Eric Wrote:Manchin and Sinema ARE the real story. There are 48 center-left and left Democrats in the Senate who cooperate and make good proposals and vote for them, and about 217 in the House who do the same, and 2 senators who seriously water down the proposals or block them entirely by upholding the filibuster. Given that, there is no basis for saying that there is infighting in the Democratic Party. What counts is what comes out of the government and what the voters do, not what some extreme big mouths say who have no say.
The problem thus is in the middle of the spectrum, not on the left.
And the problem is anyone in the middle who is horrified by political correctness to the extent that they don't support real Democratic candidates, and fall to the propaganda like antifa and black lives matter causing riots and open borders and pronouns and critical race theory and welfare cheats and all that jazz.
You're talking policy and they're talking emotion. The theater aspect sticks, and the Right is really good at it. It's impossible to refute some video of a group of WOKE people protesting the use by others of the wrong pronouns. They are their own parody. It's silly, and it has major impact.
I'm just wondering what the electoral effect is. Knocking the woke people might raise the Republican vote, since that's all they have to offer: sensations, symbols, slogans. Make people upset about a few "woke" fanatics on the other side; blame them for everything; make black lives matter responsible for riots, denounce the caravans of criminal immigrants streaming across open borders, etc. There are always going to be angry people around across the political spectrum, and there always have been. I don't always like them either. Trump and his Republicans are focusing on them because they have nothing else to offer. Just arouse fear and point fingers at a few extremists who have no power and who sound mean. These Republicans are just like Nazis pointing their fingers of blame at Jews and Communists and exaggerating their threats.

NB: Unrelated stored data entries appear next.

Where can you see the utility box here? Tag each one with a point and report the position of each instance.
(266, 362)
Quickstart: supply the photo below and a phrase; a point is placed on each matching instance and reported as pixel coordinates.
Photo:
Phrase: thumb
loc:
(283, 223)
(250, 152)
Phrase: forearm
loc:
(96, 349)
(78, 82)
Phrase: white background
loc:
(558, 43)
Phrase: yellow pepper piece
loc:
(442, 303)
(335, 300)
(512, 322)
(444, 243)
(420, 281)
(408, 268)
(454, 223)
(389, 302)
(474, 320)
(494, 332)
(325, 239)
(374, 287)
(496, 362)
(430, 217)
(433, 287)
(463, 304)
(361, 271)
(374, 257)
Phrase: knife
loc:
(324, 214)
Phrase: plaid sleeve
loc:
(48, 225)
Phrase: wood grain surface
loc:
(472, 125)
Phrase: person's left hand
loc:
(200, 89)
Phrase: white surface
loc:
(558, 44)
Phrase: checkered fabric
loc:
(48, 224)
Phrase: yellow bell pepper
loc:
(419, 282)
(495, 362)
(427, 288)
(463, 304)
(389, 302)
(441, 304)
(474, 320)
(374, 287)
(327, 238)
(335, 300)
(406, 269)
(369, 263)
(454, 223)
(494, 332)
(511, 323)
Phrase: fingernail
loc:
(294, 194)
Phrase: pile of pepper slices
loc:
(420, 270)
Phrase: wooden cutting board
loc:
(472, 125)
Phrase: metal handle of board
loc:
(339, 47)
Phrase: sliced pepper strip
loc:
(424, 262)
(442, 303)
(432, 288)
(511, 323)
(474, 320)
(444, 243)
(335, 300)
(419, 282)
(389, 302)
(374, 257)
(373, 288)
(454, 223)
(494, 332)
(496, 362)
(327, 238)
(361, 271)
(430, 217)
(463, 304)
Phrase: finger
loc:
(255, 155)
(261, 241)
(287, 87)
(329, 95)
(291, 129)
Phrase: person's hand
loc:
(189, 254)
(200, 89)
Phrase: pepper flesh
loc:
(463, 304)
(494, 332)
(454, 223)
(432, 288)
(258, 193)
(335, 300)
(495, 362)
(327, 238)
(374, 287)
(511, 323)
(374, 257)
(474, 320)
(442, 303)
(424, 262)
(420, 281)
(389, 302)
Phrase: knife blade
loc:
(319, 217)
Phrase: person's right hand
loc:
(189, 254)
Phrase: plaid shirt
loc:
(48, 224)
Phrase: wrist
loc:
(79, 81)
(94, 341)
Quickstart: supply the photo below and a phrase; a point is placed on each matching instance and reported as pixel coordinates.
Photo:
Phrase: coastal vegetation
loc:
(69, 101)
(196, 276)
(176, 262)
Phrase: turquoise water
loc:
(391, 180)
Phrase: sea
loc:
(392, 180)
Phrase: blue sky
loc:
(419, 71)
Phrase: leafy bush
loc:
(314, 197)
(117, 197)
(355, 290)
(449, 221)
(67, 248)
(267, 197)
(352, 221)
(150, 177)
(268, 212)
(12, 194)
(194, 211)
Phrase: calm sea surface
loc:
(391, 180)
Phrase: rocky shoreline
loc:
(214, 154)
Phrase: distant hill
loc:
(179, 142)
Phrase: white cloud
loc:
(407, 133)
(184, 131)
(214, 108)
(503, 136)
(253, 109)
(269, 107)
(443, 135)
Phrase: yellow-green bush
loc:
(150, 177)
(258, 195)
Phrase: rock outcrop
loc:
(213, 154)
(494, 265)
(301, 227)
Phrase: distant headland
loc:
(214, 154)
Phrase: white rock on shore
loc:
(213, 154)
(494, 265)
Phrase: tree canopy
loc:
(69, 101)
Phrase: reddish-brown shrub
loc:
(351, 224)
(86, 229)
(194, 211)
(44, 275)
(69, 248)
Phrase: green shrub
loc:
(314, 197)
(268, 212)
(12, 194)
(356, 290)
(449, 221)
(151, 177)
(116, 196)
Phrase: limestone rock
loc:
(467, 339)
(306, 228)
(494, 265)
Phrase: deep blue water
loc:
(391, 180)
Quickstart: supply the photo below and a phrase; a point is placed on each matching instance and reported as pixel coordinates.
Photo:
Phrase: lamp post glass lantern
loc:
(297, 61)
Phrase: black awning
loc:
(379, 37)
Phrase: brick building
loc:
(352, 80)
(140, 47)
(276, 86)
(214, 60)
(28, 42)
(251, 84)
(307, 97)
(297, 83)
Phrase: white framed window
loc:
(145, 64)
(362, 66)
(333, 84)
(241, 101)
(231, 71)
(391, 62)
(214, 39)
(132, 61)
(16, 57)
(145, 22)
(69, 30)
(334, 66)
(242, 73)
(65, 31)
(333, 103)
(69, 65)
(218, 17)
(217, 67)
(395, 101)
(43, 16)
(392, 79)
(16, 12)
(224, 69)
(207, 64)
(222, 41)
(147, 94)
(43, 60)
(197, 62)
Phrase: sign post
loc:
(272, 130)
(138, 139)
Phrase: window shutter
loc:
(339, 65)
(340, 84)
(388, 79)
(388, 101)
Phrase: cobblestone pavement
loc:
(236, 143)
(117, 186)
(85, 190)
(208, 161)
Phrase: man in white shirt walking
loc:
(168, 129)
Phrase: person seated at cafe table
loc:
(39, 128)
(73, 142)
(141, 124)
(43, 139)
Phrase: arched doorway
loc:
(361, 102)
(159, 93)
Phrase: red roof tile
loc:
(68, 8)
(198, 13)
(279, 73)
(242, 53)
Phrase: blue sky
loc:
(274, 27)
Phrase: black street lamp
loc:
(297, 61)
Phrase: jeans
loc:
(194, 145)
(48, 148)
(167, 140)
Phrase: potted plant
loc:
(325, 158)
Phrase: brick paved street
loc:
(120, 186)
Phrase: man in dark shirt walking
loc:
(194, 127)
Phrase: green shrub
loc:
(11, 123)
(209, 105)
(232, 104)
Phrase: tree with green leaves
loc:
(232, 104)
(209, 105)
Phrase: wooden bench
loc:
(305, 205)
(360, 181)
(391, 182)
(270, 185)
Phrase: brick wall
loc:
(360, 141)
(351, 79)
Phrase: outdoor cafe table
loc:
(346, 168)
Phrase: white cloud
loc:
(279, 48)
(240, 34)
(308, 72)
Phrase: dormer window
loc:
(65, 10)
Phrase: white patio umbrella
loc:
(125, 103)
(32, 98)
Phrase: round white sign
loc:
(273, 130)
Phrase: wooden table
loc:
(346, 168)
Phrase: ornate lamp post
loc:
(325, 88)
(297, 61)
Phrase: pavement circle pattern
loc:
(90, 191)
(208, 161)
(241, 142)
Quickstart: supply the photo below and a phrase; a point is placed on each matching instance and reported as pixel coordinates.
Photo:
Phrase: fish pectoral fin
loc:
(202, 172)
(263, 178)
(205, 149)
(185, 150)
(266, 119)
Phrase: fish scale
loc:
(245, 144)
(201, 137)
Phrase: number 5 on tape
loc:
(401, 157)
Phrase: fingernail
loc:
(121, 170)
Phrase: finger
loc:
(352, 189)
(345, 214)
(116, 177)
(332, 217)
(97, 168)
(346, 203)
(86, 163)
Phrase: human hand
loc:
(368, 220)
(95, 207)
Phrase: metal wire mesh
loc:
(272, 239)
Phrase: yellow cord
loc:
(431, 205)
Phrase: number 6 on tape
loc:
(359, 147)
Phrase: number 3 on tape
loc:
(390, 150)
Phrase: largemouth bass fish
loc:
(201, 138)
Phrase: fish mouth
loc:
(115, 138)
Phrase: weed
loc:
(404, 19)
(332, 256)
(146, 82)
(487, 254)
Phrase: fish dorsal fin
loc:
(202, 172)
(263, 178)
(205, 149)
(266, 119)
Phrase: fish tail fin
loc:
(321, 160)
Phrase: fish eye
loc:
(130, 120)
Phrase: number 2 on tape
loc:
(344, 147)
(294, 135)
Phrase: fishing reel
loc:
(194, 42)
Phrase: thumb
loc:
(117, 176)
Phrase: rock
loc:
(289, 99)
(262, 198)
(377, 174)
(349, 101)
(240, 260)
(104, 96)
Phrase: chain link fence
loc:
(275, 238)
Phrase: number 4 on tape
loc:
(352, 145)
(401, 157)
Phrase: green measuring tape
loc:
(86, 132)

So the Republicans are able to get power this way, because in this era of neoliberal cynical social breakdown, people mindlessly fall for these anti-woke slogans and symbols of fear and hatred, but I don't blame the leftist fanatics for this; I blame those like DeSantis making hay about them, and the voters who fall for the hay. But the result is what we've got, a stalemate between those who fall for the emotions and the slogans (and the Republicans voted into office by them), and those honestly interested in policy and solving problems (Democrats), both currently dominated by Manchin and Sinema.